Let $x_1 , x_2 , x_3 , x_4 , x_5$ be non-negative real numbers such that $x_1 + x_2 + x_3 + x_4 + x_5=5$ . Determine the maximum value of $x_1x_2+x_2x_3+x_3x_4+x_4x_5$.
Normally in such questions I use the fact that the equation is symmetric and thus extremum is attained when all the variables are equal , but this can not be done here , and I have spent quite a long time on this but nothing worth-mentioning came to my mind .
Could someone please help me find the maximum value ?
Thanks !
Best Answer
$x_1x_2+x_2x_3+x_3x_4+x_4x_5=(x_1+x_3+x_5)(x_2+x_4) - (x_2x_5+x_1x_4) $
Now we try to find maximum value of $(x_1+x_3+x_5)(x_2+x_4)$ when $(x_1+x_3+x_5)+(x_2+x_4)=5$ And try to minimize the value of $(x_2x_5+x_1x_4) $.

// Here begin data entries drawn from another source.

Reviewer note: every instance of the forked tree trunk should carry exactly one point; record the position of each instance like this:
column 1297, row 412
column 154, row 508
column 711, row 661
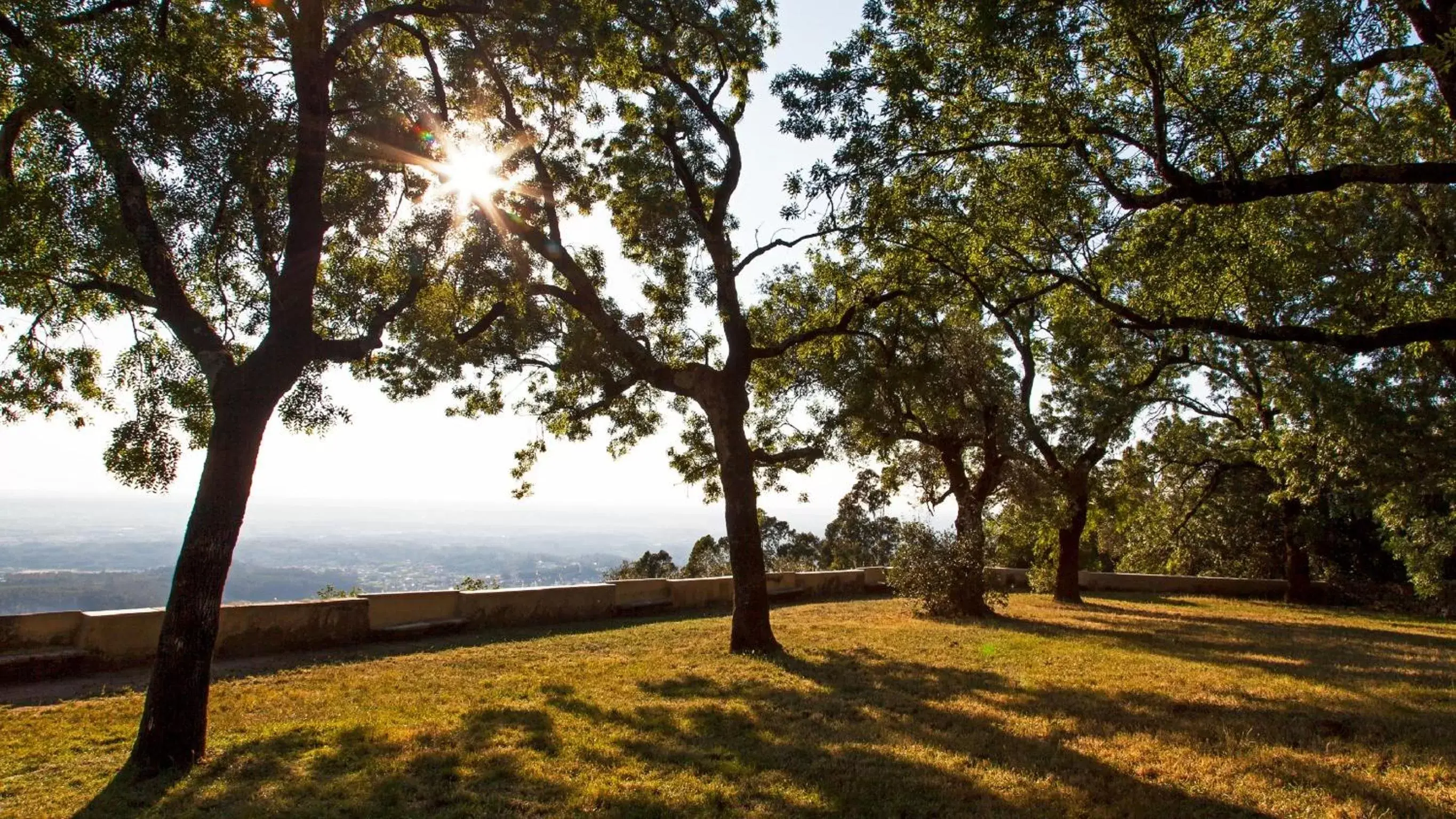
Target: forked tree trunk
column 1069, row 544
column 752, row 632
column 1297, row 558
column 174, row 719
column 969, row 592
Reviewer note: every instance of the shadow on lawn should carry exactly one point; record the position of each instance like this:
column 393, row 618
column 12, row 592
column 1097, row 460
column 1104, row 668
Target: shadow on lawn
column 867, row 736
column 1330, row 654
column 848, row 734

Take, $a=(x_1+x_3+x_5)$ and $b=(x_2+x_4)$ By , A.M. $\ge $ G.M. $\implies$ $\sqrt(ab) \le \frac{a+b}{2} \implies (ab) \le (\frac{5}{2})^2 $ So, max value of $(x_1+x_3+x_5)(x_2+x_4)$ is $(\frac{5}{2})^2 $
And , clearly, minimum value of $(x_2x_5+x_1x_4) $ is $0$. So , max value of $x_1x_2+x_2x_3+x_3x_4+x_4x_5$ is $(\frac{5}{2})^2 $